A meeting last week of activist members of a local group called Democracy Over Corporations revealed a potential primary challenge to former state Rep. Jennifer Garrison for the Democratic Party nod to challenge U.S. Rep. Bill Johnson, R-Marietta, in Ohio's 6th Congressional District.
The group also heard a presentation by Dick McGinn, a leader of the Athens-based anti-fracking group known as the Bill of Rights Committee, on a statewide Ohio Community Rights Network. McGinn said this is part of a statewide effort to push back against drilling interests and government collusion that he said hurts the environment.
The DOC was formed following the landmark U.S. Supreme Court decision in Citizens United v. the Federal Election Commission, which opened the door for corporations, labor unions and so-called super political action committees to pour big money into elections.
The DOC is a member of the larger, national group Move to Amend, which works toward overturning that ruling.
Prior to McGinn's presentation, DOC leader John Howell introduced Greg Howard, who is circulating petitions to challenge Garrison in the Democratic Party primary.
"We've talked about the need for people who share our views running for Congress and running for office," he said. "In the city of Athens we are lucky enough to have a lot of elected officials who do share our views, but we need to do that at the next, higher levels."
Howard, who said he's been a member of the DOC for two years, spoke to the group about helping him circulate petitions to gather enough signatures to get on the ballot in the primary this May.
He spoke of contacting various members of Congress, including U.S. Rep. Johnson, asking them to support Move to Amend, to no avail.
"We got no response from most of them, sensing the importance of how the move to amend could change everything and actually get big money out of politics so we can do things to actually benefit the people and get things rolling like they should be," Howard said. "The time has come to bring this to the forefront."
In July, Garrison, a Democrat from Marietta who served in the state House of Representatives from 2004 to 2010, announced her challenge to Johnson.
Ohio's 6th District includes all or parts of Athens, Belmont, Carroll, Columbiana, Gallia, Guernsey, Harrison, Jackson, Jefferson, Lawrence, Mahoning, Meigs, Monroe, Muskingham, Noble, Scioto, Tuscarawas and Washington counties. It runs along the eastern border of the state.
The district was represented by former Ohio Gov. Ted Strickland from 1993 until he was elected governor in 2006. It was then represented by the late Charlie Wilson, D-St. Clairsville, for two terms until he lost to Johnson in 2010. Johnson won re-election by 20,000 votes in a re-match between himself and Wilson in 2012.

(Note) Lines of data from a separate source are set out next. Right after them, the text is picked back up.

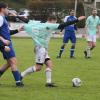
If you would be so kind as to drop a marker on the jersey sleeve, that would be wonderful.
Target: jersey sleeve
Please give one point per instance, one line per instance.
(53, 26)
(87, 21)
(65, 19)
(1, 21)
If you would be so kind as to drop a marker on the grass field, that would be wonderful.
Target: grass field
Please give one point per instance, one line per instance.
(64, 70)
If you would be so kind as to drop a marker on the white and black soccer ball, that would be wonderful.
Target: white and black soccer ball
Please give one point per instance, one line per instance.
(76, 82)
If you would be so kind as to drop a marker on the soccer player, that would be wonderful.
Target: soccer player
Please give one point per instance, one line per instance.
(3, 44)
(8, 56)
(92, 23)
(41, 33)
(69, 34)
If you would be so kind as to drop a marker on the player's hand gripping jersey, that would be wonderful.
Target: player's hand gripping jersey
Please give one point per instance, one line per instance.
(73, 27)
(91, 24)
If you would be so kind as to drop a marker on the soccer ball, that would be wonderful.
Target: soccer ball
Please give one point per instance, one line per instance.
(76, 82)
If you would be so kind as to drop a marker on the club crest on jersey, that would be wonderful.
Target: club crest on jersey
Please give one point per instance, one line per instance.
(47, 28)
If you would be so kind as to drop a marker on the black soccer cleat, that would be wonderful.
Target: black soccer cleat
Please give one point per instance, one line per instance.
(21, 78)
(19, 84)
(50, 85)
(85, 53)
(72, 57)
(58, 57)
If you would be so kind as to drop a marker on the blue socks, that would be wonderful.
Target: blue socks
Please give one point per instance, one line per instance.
(17, 77)
(61, 50)
(1, 73)
(72, 51)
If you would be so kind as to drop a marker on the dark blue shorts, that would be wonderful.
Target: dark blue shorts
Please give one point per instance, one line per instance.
(69, 36)
(10, 54)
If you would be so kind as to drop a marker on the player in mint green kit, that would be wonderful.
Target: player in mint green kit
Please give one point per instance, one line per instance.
(92, 24)
(41, 34)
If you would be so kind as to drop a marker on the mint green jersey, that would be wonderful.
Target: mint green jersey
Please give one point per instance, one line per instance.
(40, 32)
(91, 24)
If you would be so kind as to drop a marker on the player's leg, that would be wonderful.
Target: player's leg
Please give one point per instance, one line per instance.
(48, 71)
(3, 69)
(93, 43)
(65, 41)
(73, 40)
(40, 58)
(37, 67)
(13, 64)
(87, 52)
(61, 50)
(93, 46)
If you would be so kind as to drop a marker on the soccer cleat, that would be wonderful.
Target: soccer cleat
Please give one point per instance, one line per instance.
(19, 84)
(58, 57)
(85, 53)
(21, 78)
(50, 85)
(72, 57)
(88, 57)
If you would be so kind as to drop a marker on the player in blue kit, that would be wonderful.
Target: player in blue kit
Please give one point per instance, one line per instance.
(69, 34)
(10, 56)
(3, 45)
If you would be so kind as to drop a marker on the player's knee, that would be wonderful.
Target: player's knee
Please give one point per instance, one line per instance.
(49, 64)
(73, 46)
(48, 69)
(12, 62)
(63, 46)
(38, 67)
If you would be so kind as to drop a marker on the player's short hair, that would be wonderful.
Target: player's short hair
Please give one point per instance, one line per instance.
(52, 17)
(94, 9)
(3, 5)
(72, 10)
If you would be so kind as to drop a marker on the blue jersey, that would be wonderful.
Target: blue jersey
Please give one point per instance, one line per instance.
(4, 29)
(71, 27)
(5, 33)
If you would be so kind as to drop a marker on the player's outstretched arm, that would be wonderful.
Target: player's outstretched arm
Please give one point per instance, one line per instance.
(4, 48)
(4, 41)
(12, 32)
(63, 25)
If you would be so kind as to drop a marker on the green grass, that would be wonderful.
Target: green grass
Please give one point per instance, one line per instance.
(64, 70)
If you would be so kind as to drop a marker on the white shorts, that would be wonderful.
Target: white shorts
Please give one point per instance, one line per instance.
(91, 38)
(41, 54)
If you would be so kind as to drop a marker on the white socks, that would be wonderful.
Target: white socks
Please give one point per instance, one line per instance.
(28, 71)
(48, 75)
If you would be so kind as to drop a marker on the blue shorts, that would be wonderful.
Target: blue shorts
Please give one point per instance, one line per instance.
(69, 36)
(10, 54)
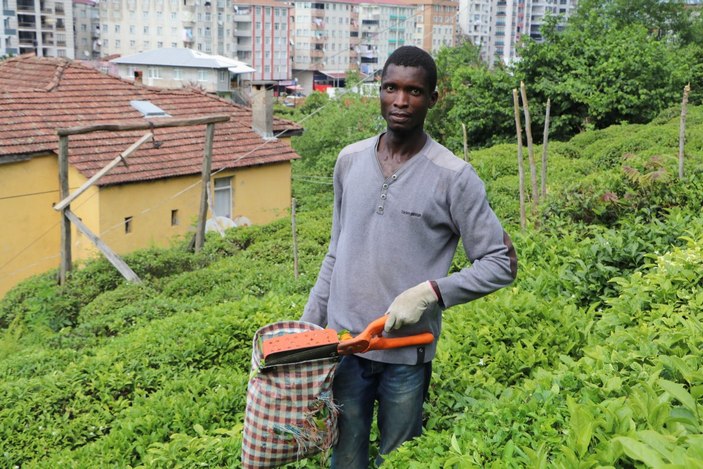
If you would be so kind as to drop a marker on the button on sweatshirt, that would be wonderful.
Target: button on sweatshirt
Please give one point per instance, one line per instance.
(390, 234)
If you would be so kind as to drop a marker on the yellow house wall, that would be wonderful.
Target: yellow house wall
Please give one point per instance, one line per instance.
(30, 233)
(31, 238)
(261, 193)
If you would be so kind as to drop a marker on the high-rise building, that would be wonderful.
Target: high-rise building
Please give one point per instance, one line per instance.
(262, 34)
(86, 20)
(497, 26)
(253, 31)
(332, 37)
(132, 26)
(9, 43)
(43, 27)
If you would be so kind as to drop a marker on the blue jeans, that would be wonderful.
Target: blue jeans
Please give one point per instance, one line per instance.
(358, 384)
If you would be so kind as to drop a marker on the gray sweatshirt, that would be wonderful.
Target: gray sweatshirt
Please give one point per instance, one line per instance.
(390, 234)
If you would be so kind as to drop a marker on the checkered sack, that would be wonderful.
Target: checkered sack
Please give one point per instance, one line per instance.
(290, 413)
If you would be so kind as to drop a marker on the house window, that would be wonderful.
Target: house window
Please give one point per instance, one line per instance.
(223, 197)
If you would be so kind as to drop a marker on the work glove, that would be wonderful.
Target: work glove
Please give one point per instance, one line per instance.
(409, 306)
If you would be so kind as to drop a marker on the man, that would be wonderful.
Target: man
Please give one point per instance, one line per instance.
(402, 202)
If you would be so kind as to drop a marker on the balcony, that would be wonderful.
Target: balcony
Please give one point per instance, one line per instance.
(25, 5)
(26, 21)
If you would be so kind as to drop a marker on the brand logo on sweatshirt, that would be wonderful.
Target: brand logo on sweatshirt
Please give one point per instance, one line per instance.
(411, 214)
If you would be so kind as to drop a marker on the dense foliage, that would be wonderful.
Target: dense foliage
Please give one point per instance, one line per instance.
(592, 358)
(615, 61)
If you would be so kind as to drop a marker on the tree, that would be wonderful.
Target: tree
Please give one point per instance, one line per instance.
(471, 94)
(607, 66)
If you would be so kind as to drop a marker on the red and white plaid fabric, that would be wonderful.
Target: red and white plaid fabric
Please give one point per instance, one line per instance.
(290, 413)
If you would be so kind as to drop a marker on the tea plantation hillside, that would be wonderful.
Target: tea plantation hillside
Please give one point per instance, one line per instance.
(593, 358)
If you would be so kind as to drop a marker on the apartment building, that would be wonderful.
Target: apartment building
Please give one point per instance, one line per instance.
(86, 18)
(332, 37)
(43, 27)
(9, 44)
(255, 32)
(263, 38)
(497, 26)
(436, 24)
(133, 26)
(475, 21)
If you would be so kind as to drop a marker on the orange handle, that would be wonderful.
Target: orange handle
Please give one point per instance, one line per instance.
(371, 339)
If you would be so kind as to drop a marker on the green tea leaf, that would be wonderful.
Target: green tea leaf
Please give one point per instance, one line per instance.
(680, 393)
(640, 452)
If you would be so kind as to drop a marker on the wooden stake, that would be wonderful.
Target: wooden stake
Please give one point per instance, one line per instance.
(530, 148)
(466, 143)
(65, 264)
(205, 183)
(545, 140)
(520, 164)
(111, 256)
(682, 127)
(295, 238)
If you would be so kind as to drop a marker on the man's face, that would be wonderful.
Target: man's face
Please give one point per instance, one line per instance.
(405, 98)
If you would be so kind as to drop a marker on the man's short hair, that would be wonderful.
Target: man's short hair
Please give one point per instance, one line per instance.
(411, 56)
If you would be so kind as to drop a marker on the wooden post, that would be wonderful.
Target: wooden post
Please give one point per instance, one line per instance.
(545, 140)
(530, 148)
(205, 184)
(295, 238)
(466, 143)
(120, 158)
(521, 171)
(65, 264)
(111, 256)
(682, 127)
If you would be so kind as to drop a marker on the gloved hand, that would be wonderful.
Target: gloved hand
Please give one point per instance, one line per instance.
(409, 306)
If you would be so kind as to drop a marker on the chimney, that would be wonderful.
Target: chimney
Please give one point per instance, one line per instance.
(262, 108)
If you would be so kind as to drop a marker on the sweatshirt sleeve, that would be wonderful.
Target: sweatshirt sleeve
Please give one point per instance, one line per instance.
(488, 247)
(316, 308)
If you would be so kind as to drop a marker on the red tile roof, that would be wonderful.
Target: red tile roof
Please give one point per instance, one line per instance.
(39, 95)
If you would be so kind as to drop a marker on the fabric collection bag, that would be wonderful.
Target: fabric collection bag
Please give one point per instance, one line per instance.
(290, 413)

So far, no primary challengers have emerged against Johnson for the Republican nod. Howard will need to file his petition signatures and see them approved before he would officially be on the ballot to challenge Garrison for the nomination.
MEANWHILE, MCGINN MADE his presentation advocating communities across the state to adopt a bill of rights. He said that Athens County community members have joined with organizers from 11 counties in Ohio to launch the Ohio Community Rights Network (OHCRN).

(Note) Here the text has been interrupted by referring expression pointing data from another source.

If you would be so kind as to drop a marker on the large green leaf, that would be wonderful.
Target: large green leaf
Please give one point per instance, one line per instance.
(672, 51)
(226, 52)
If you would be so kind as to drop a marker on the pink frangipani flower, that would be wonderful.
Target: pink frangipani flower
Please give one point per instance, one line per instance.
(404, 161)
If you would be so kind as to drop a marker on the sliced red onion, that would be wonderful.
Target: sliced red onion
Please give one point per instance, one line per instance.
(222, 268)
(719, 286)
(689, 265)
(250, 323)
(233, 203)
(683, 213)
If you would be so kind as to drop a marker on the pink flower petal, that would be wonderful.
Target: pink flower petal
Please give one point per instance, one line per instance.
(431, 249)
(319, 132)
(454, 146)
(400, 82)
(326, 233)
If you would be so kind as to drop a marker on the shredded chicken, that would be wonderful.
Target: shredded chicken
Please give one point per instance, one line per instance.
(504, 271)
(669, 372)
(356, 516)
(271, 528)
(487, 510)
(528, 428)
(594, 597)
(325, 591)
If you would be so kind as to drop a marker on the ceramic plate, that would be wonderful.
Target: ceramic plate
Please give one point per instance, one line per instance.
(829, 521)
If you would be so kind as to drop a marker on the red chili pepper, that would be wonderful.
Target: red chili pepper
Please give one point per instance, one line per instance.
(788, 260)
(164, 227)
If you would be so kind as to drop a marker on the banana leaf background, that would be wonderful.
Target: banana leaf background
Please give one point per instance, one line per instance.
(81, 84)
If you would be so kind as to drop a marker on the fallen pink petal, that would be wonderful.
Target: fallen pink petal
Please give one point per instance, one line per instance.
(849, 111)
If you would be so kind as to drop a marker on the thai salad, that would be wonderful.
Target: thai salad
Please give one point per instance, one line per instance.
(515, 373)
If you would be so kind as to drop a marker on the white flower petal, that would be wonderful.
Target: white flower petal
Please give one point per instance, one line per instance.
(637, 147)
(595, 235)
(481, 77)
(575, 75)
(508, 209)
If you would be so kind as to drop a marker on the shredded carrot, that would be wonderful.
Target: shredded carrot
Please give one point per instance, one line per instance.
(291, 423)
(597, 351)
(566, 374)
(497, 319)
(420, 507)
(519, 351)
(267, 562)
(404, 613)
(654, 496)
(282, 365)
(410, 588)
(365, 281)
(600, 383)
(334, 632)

That group, he said, held its first meeting Nov. 16 in Columbus.
"The group finalized and signed The Columbus Declaration, calling upon communities across the state to join together in a movement to elevate the rights of people, their communities and nature above the claimed 'rights' of corporations," material on the DOC website states.
The declaration itself states that, "the political, legal and economic systems of the United States and the state of Ohio allow a privileged minority to impose policy and governing decisions upon the people living in incorporated and unincorporated communities of Ohio and that these policies and decisions violate the rights and threaten the very survival of people and ecosystems."

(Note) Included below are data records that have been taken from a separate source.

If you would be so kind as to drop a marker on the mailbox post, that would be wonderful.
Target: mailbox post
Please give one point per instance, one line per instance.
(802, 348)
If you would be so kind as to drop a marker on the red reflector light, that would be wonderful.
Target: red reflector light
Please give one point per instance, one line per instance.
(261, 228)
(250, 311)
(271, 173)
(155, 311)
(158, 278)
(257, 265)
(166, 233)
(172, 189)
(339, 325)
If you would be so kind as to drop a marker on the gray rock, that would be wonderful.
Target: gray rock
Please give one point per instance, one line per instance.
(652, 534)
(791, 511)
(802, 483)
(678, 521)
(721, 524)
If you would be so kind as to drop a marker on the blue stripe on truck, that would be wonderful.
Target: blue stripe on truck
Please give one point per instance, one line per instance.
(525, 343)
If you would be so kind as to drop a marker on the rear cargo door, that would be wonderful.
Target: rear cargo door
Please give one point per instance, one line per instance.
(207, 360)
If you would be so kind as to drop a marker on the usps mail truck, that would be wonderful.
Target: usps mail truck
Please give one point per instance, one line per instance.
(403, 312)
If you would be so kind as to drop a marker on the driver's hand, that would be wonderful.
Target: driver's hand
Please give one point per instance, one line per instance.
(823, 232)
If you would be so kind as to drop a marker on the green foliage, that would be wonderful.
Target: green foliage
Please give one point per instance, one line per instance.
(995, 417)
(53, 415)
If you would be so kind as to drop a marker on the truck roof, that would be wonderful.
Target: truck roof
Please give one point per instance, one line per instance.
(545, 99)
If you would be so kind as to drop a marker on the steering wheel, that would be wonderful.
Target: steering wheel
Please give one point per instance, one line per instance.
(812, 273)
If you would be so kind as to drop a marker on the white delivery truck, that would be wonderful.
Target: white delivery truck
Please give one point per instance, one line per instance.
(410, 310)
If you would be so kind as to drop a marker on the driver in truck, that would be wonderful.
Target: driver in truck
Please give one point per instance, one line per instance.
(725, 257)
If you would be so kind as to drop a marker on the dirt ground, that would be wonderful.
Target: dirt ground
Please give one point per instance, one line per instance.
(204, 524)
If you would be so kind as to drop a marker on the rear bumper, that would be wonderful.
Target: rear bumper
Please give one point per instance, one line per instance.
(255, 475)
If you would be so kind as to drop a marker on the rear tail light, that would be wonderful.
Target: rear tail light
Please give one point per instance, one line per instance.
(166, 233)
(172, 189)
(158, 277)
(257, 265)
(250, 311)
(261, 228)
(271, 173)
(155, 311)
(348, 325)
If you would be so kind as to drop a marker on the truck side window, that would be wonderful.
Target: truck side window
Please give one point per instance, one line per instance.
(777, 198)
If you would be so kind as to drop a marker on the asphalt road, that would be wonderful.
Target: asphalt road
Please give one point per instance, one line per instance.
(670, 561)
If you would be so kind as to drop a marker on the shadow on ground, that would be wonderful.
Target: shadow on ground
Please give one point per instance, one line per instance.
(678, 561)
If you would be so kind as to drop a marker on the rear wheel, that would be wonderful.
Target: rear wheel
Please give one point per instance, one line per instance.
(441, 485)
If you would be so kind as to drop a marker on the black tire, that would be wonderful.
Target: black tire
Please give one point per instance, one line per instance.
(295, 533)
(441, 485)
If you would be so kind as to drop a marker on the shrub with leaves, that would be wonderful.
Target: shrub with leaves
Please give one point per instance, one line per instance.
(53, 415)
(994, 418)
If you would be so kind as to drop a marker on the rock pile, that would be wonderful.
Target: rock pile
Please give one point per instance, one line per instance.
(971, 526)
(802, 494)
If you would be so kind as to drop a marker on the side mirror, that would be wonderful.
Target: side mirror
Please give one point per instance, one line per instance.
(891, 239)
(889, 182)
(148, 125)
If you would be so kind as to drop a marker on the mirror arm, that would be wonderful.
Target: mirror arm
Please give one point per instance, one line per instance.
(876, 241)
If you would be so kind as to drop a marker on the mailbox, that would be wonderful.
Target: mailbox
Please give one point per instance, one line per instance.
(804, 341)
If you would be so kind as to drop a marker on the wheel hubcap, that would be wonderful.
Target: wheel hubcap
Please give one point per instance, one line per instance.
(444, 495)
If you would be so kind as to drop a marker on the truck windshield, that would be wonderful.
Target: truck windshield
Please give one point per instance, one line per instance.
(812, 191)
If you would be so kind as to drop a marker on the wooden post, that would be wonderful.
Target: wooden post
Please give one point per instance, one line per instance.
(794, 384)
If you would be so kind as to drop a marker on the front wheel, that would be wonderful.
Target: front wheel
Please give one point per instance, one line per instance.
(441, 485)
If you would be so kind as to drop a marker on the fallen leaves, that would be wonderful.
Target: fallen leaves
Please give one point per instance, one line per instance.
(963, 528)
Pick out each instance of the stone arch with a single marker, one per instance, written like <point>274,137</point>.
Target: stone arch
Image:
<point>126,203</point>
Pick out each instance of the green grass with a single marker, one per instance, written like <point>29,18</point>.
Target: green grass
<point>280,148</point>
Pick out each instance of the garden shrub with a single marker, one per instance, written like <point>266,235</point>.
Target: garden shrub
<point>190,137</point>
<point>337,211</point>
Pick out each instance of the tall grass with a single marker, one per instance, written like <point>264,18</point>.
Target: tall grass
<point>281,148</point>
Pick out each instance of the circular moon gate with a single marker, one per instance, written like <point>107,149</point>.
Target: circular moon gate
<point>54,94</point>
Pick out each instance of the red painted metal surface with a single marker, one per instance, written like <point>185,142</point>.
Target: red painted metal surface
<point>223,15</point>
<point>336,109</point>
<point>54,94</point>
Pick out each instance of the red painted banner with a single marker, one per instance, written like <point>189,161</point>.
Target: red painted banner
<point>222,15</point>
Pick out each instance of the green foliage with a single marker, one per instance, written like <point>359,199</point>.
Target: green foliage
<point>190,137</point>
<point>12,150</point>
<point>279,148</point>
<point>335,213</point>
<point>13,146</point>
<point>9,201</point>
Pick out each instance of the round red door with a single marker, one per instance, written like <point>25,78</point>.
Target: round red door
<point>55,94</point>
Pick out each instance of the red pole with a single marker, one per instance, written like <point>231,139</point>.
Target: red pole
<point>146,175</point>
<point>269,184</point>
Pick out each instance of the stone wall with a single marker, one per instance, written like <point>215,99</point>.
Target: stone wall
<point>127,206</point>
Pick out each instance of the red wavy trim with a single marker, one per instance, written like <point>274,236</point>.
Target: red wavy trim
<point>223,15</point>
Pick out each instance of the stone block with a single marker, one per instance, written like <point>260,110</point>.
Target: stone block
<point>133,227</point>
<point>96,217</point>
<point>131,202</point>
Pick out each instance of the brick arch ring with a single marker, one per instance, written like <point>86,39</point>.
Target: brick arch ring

The formation of the network, McGinn said, dovetails with the second effort by the BORC to put a fracking ban proposal before city of Athens voters in May.
Earlier this month, the BORC announced it had submitted more than the necessary number of signatures to put the proposal on the ballot.
A similar proposal was rejected by the Athens County Board of Elections in August after an objection was raised by a group of Athens residents.
The oil-and-gas drilling technique known as horizontal hydraulic fracturing, and related activities, have become a big local and regional story in the last two years as deep-shale drilling has moved into southeast Ohio, and closer to Athens County.
A minimum of 550 valid signatures had been required to place the measure on the spring ballot. The city Auditor's Office was required to hold the petitions for 10 days before submitting them to the elections board for review.
City Auditor Kathy Hecht has previously said that the Board of Elections will then determine the validity of the signatures and also hold them for 10 days. The board must then decide to certify the signatures 90 days before the May primary election.
McGinn said that other Ohio municipalities including Yellow Springs, Mansfield, Broadview Heights and Oberlin already have passed anti-fracking legislation, while Youngstown, Bowling Green and Niles City will join Athens with initiative petitions on the spring primary ballot.
"Only through the combined efforts of many communities working together for the health and safety of all will it be possible to stop the spread of industrial pollution in our communities," material from the DOC website states. "The desperate attempt of a dying industry to extract the last drop of petroleum from an exhausted earth must be replaced by a positive vision of safe, renewable energy sources including wind, solar and geothermal."